I'm writing this in an ICU where someone who had been sick for the last month just passed away. She lies there with her hands clasped, quite still, as the warmth of her body gradually escapes her and rigormortis slowly seeps into her bones. Once she was a living, talking, eating human being. Now, she is as lifeless as the bed she's lying on.

Why this dwelling on death, I hear you think. It's morbid, no? I beg to differ. Death is very much a part of life - and increasingly part of my social agenda. In the last couple of weeks I've attended a few funerals of people of varying ages (most didn't even make it to the average national life expectancy age) who died of various, though predictable, illnesses and with varying degrees of pain and suffering.

In these instances one feels sad, particularly for the loved ones left behind. For the departed, it is said that one must not show too much sorrow or shed too many tears as it would be painful for the soul to leave to their next destination with so much emotion holding them back. Instead one must accept their passing with stoic resignation as when it comes to death, it is supposedly in the hands of the Almighty. One does not know when the Grim Reaper will come and cut our mortal coil. When he does, all our plans, our thoughts of tomorrow and the woes of this planet are swept away like sandcastles at high tide.

Having witnessed many passings, including my parents', I no longer feel excessive sorrow in these occasions, but rather a sense of gratitude for the reminder to put things in their true perspectives. Including an increasing realisation that when it comes to our own death, just may be each of us has a lot more active hand in its design than we think. And that if we regularly put our life tape in pause, we would be able to discern a pattern where death is not the end or culmination of life nor the opposite to existence.

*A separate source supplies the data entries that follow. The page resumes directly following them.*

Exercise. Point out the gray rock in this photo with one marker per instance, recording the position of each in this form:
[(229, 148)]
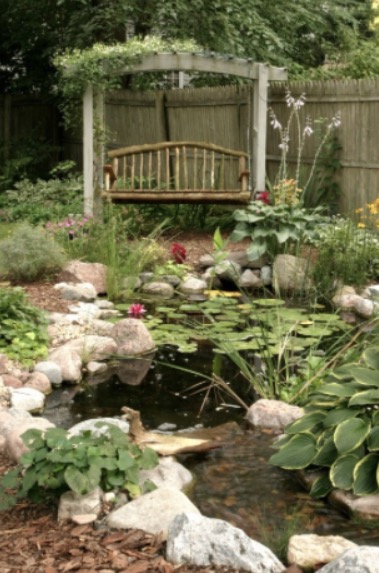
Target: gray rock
[(15, 447), (132, 337), (159, 289), (193, 285), (91, 425), (273, 414), (69, 362), (168, 473), (228, 270), (152, 512), (81, 272), (310, 550), (291, 273), (28, 399), (51, 370), (83, 291), (362, 559), (250, 279), (205, 542), (71, 504)]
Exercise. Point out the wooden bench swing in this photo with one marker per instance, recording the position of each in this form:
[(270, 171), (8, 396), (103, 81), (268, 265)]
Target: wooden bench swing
[(177, 172)]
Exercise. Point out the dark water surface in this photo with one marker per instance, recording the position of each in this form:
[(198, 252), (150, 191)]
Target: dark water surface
[(234, 482)]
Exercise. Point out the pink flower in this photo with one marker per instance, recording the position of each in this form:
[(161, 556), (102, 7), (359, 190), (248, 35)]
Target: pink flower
[(178, 252), (136, 310), (263, 196)]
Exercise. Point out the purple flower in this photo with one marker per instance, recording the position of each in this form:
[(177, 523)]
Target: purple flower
[(136, 310)]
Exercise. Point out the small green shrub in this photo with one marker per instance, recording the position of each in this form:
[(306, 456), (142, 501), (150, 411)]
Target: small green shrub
[(57, 462), (23, 334), (339, 434), (29, 254), (43, 201)]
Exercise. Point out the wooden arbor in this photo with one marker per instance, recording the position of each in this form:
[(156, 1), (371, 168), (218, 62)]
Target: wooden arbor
[(93, 113)]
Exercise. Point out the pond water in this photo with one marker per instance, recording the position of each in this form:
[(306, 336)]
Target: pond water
[(234, 482)]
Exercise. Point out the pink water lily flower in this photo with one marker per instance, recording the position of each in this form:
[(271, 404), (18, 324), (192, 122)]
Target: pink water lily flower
[(136, 310)]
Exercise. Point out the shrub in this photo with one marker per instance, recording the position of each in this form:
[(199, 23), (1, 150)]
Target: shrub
[(339, 434), (57, 462), (29, 254), (23, 335)]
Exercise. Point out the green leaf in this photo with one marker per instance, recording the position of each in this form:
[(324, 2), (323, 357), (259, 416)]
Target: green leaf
[(149, 459), (338, 415), (373, 439), (350, 434), (321, 487), (365, 376), (341, 472), (296, 454), (306, 422), (365, 398), (371, 357), (125, 461), (365, 475), (327, 453)]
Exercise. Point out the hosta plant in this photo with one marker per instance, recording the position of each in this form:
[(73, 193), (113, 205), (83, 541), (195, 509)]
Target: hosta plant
[(57, 462), (274, 228), (339, 433)]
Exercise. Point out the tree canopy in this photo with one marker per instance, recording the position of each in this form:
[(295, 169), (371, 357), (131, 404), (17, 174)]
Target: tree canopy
[(298, 34)]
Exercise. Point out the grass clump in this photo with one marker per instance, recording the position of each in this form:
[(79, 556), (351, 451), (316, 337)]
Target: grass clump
[(29, 254)]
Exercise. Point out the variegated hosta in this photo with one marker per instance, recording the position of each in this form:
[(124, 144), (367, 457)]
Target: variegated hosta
[(340, 431)]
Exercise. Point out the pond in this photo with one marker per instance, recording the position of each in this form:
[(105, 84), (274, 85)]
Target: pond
[(234, 482)]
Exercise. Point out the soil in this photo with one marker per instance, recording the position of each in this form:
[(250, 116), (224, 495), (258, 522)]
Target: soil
[(32, 540)]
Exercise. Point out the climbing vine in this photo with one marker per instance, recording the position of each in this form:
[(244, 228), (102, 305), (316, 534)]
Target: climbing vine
[(100, 66)]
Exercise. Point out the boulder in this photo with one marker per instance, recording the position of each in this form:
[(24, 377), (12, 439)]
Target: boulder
[(81, 272), (152, 512), (291, 273), (81, 291), (132, 337), (203, 542), (311, 551), (15, 447), (28, 399), (69, 362), (273, 414), (72, 504), (51, 370), (361, 559)]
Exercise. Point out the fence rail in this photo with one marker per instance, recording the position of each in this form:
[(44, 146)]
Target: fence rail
[(222, 116)]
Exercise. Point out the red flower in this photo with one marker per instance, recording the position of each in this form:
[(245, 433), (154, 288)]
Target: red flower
[(263, 196), (136, 310), (178, 252)]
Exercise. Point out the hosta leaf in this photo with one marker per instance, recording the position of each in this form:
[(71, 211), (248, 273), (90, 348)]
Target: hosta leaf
[(327, 454), (297, 454), (365, 398), (371, 357), (306, 422), (335, 417), (345, 390), (341, 472), (350, 434), (321, 487), (365, 376), (365, 475), (373, 439)]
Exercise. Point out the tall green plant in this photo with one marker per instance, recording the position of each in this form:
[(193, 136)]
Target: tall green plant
[(339, 434), (57, 462)]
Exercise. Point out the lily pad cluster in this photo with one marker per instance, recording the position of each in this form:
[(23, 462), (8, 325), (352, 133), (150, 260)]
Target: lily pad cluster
[(262, 324), (339, 434)]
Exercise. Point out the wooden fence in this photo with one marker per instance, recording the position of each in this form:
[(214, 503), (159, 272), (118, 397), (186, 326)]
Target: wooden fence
[(222, 116)]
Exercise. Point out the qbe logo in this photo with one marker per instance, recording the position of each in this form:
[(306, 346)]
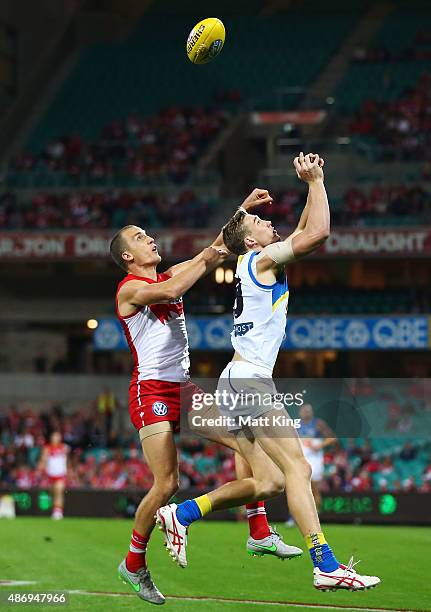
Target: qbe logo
[(160, 409)]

Neither is death the mysterious or scary phenomenon that steals in the night catching us unawares, but rather the seeds of death have been planted in each of us when we inhabit our physical bodies and we feed and nourish them throughout the years as we go through our so-called lives. In this way, barring fatal accidents and unpredictable tragedies, it is becoming more and more apparent that how we live our lives play a large part in how we shape our own deaths.

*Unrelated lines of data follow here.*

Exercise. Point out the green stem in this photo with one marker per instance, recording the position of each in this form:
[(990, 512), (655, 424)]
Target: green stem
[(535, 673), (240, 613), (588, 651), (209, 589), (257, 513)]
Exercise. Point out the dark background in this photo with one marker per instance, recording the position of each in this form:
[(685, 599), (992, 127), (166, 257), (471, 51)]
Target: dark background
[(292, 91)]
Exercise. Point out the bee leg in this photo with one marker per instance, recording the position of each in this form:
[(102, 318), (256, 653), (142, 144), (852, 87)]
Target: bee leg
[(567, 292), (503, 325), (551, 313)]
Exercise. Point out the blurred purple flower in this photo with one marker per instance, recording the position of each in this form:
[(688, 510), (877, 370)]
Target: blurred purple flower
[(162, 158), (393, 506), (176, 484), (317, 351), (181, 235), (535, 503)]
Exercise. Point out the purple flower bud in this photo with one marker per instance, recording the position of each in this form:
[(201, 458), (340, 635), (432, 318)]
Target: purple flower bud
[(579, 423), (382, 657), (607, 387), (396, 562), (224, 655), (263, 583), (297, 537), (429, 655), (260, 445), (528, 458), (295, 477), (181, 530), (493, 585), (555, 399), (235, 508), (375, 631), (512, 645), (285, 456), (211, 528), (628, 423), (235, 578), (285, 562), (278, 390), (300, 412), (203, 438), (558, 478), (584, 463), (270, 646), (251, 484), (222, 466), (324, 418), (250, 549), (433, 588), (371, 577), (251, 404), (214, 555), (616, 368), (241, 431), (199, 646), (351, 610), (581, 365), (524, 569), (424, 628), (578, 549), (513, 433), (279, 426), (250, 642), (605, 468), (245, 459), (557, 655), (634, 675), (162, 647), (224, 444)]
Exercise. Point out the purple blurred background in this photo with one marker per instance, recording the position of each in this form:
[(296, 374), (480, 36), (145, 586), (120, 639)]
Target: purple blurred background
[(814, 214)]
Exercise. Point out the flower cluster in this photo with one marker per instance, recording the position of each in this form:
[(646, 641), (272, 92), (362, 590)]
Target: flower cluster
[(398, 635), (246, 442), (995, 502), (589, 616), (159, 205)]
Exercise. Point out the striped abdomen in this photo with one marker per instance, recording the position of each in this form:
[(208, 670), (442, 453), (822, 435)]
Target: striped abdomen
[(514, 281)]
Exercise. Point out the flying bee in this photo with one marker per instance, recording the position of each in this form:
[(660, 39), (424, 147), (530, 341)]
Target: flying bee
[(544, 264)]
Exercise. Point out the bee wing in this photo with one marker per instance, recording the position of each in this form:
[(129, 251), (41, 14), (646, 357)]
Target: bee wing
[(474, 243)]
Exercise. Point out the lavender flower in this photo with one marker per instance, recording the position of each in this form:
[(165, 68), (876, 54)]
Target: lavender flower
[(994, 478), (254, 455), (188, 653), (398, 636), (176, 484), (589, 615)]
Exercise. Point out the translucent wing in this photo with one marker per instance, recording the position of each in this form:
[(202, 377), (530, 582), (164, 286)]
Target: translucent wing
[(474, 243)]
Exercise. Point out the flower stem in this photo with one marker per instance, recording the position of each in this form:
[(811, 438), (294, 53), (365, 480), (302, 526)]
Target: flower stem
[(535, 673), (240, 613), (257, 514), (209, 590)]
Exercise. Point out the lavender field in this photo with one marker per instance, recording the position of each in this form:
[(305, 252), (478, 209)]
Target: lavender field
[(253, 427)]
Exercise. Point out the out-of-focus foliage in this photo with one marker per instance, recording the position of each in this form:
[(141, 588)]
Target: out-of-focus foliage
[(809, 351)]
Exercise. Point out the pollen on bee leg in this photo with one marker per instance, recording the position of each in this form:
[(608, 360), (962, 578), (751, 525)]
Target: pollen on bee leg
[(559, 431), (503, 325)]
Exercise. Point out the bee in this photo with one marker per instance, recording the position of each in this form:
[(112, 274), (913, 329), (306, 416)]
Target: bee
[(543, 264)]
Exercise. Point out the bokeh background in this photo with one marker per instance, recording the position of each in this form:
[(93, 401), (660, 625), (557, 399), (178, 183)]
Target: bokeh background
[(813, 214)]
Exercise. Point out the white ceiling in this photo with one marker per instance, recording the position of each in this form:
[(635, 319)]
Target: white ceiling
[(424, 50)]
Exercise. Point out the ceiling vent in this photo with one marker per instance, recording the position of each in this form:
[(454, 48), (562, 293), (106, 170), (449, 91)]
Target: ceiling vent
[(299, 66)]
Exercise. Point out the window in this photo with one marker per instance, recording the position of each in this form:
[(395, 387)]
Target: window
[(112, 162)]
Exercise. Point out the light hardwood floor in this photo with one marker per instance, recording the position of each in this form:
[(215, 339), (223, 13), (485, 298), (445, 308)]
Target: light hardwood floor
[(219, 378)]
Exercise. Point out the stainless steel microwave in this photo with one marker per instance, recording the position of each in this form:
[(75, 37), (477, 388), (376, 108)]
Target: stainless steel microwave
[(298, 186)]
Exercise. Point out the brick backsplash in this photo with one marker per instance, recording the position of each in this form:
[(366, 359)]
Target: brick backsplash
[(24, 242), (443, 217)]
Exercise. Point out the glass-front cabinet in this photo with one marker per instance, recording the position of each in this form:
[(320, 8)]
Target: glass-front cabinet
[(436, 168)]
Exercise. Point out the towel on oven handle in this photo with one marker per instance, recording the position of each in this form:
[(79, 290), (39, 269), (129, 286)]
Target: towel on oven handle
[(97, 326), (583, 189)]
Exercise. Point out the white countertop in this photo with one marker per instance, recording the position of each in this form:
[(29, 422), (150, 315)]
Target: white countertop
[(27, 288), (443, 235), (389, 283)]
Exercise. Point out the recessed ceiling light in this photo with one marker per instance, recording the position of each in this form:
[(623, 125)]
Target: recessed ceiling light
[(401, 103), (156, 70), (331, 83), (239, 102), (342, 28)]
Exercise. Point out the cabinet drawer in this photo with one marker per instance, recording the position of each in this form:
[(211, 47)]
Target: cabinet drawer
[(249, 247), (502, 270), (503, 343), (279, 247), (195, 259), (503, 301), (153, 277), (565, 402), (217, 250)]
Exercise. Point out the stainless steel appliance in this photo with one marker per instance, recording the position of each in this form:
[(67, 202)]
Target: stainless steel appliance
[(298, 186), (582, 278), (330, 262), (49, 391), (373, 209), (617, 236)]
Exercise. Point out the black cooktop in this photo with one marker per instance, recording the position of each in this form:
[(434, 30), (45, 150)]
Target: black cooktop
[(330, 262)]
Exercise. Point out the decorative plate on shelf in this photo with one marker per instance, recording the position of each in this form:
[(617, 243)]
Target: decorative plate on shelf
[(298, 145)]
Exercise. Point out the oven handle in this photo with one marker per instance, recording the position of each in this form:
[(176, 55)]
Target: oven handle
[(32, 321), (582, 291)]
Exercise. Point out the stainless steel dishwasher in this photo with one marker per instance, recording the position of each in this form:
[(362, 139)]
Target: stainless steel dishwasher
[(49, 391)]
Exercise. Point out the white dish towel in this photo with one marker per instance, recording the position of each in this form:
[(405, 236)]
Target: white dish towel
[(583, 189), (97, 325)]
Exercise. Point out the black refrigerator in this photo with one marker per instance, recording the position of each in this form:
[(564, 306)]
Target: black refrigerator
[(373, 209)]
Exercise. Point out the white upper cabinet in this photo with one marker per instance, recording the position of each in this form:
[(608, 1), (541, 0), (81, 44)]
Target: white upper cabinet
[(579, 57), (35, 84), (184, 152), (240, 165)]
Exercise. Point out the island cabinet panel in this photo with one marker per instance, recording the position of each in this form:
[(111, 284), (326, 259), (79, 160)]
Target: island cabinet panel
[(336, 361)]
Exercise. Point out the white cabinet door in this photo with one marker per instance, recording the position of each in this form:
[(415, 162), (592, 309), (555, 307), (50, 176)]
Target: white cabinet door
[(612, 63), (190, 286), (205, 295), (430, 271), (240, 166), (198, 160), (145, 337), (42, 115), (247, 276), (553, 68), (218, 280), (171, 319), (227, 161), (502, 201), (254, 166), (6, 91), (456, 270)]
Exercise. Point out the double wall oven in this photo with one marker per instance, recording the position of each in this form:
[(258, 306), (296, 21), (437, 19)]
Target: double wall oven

We are after all a driver in a vehicle that has its own intelligence and built in obsolescence
that is quite beyond our control. The best that we could do is ensure its maintenance so that it gives us the best in its performance and provide us with quality driving. A lot of the time however, we think that we are not just the driver but also the vehicle. We drive it the way we want to, often carelessly, at times dangerously, mistaking our immortality for the car's.

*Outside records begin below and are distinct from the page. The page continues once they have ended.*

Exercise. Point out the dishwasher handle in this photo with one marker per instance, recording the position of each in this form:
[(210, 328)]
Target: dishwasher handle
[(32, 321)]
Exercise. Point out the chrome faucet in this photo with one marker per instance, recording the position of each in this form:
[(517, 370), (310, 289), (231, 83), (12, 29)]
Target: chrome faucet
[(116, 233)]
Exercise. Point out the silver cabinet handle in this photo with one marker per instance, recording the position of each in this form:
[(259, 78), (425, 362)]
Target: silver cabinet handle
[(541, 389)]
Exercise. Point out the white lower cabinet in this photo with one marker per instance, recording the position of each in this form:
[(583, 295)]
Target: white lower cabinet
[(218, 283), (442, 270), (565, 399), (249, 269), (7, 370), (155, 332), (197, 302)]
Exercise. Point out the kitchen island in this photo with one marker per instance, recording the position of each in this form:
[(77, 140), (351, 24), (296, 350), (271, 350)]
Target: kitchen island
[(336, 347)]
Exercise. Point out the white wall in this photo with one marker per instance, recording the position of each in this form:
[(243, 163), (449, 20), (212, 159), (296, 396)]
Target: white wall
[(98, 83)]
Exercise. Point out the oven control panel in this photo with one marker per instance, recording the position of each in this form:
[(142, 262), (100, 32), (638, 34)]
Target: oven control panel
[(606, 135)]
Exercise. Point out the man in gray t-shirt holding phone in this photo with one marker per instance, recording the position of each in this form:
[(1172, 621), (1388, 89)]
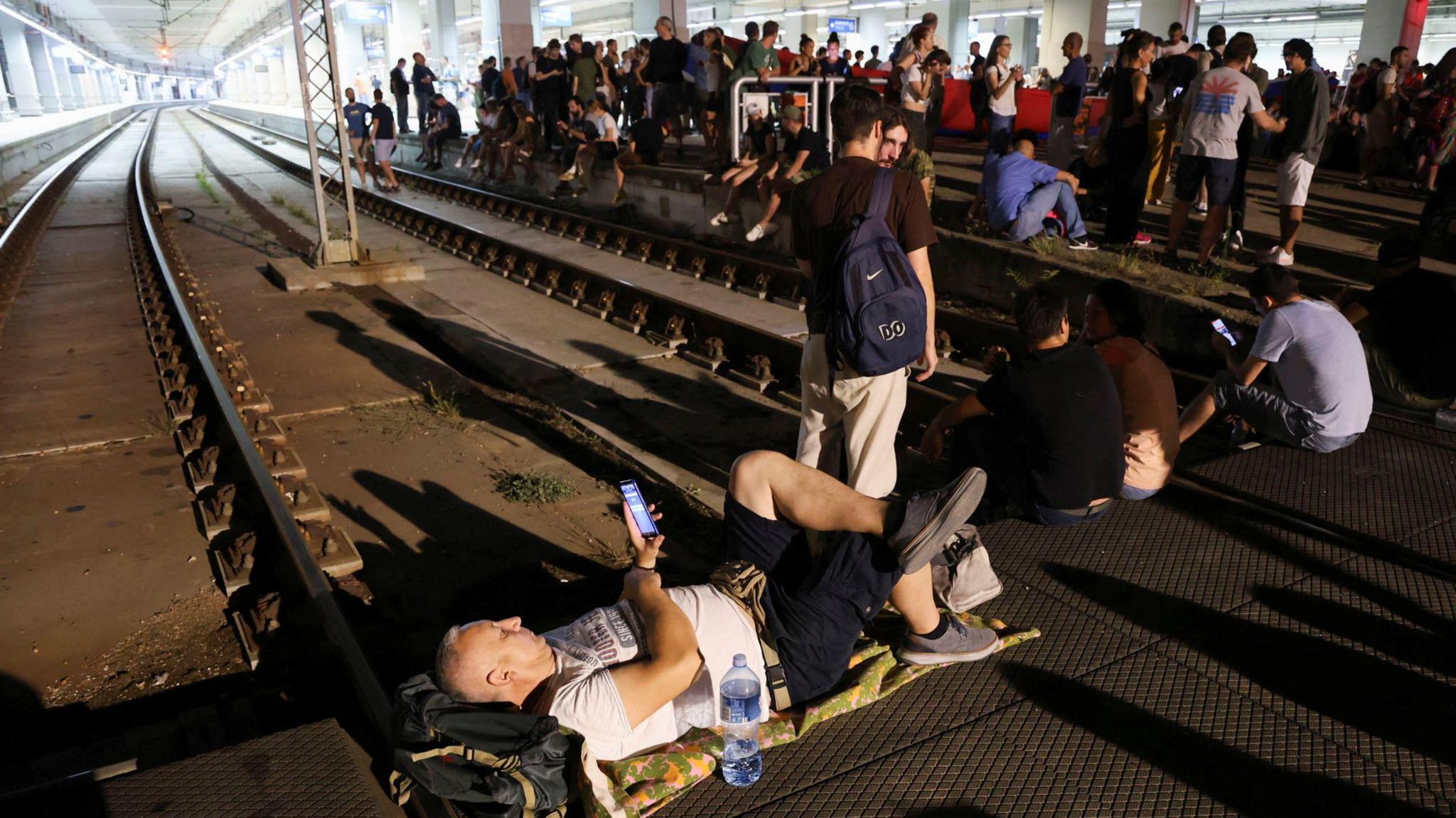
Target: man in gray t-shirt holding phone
[(1324, 401), (1218, 102)]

Far from taking care of it and cherishing it as a precious thing, we subject this vehicle to all our worries, our roller coaster emotions, our fears, angers, disappointments and traumas as well as all the mental twists and gymnastics that form the journey we call our life. We believe we are the master of the journey and in full control of this vehicle. It is often only at the edge of the abyss that we remember the vehicle has its own journey and we have ours: and our painful parting becomes our moment of rude awakening.

So wouldn't it be nice if we could ensure ourselves of a good death? One that doesn't catch us by surprise when we are far from ready, when our to-do lists are still clutched in our hands and the worries of today are foremost in our minds? One that doesn't force us to review our lives in the final months, weeks, days or even hours before our last breath, when there is little room for introspection, barely any energy to correct our mistakes and no time prepare our own departure.

How much better it would be if we could be ready well in advance with our suitcases packed, our letters written, our messages sent, our debts paid and our farewells duly said. Then we would have no need for others to go over our lives, trying to remember what good deeds we had done and the achievements we had accomplished. We won't have to rely on others to judge whether ours is a life well-spent or time wasted.

Because we have penned our own obituary well in advance, every day each time we look in the mirror and ask ourselves, what is this journey that I'm undertaking, how far have I gone and how am I enjoying it?

So that when the time comes for us to leave we could exit gracefully and proudly like in a well-rehearsed curtain call, bidding a fond farewell of gratitude to that vehicle that had so faithfully supported and sustained us safely during our adventures.